Plötzlich aber bombardierte Netanyahus Likud-Partei das Land mit düsteren Wahlspots: «Peres wird Jerusalem teilen», lautete der Slogan. Das verunsicherte viele Wähler. Dabei war der Satz reine Behauptung, Shimon Peres hatte keine derartigen Pläne. Am Wahltag wurde das Rennen zwischen Peres und Netanyahu äusserst knapp. Gegen 22 Uhr verkünden die Fernsehstationen gemäss ersten Hochrechnungen einen hauchdünnen Sieg von Peres. Netanyahu verlangt daraufhin das Telefon und ruft «Arthur» an – seinen geheimen Kampagnenleiter. Arthur Finkelstein ist in New York, aber sofort am Hörer. Netanyahu solle sich keine Sorgen machen, sagt er. «Die knappen Wahlen gewinne ich immer.»
«Arthur Finkelstein war ein Genie», sagt Birnbaum.
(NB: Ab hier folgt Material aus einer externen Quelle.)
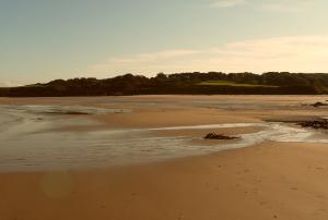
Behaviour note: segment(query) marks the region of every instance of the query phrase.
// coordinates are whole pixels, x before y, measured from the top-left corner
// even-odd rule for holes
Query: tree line
[[[201,85],[202,82],[227,81],[249,86]],[[257,86],[251,86],[257,85]],[[154,77],[125,74],[97,80],[81,77],[55,80],[44,84],[0,88],[5,97],[121,96],[121,95],[297,95],[328,94],[328,74],[268,72],[254,73],[159,73]]]

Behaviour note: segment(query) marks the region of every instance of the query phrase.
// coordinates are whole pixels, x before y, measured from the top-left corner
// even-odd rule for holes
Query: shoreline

Finkelstein war ein Zahlenmensch, ein sogenannter pollster. Das sind Politikberater, die für ihre Kunden Taktiken und Strategien auf Basis von Umfragen – polls – entwickeln. Pollster versuchen, Meinungen, Stimmungen, Gemeinsames oder Trennendes in der Bevölkerung zu erkennen, damit ihr Kunde das für sich nutzen kann.
Manchmal entwickeln pollster Kampagnen. In Israel entwickelte Finkelstein sogar einen Kandidaten: Jener Benjamin Netanyahu, der im Mai 1996 gegen Shimon Peres antrat, war seine Schöpfung. «Alles, was Bibi während der Wahlkampagne tat, wurde von Arthur bestimmt», schreiben Netanyahus Biografen Ben Kaspit und Ilan Kfir.
Finkelstein war eine diskrete Person. Nur zwei Reden von ihm sind im Netz zu finden. Niemand bekam ihn je ganz zu fassen, nicht einmal seine Kunden. Er flog ein, gab Ratschläge und verschwand wieder. Am Wahltag war er nie anwesend. Vor Ort arbeiteten seine Leute, Arthur’s kids, wie sie sich nannten. Informationen über Finkelstein muss man sich zusammensuchen, man findet Hinweise in der israelischen und ungarischen Presse, er wird erwähnt in Akten, Lücken ergänzten Gespräche mit über einem Dutzend Insidern und nicht zuletzt mit George Birnbaum selbst.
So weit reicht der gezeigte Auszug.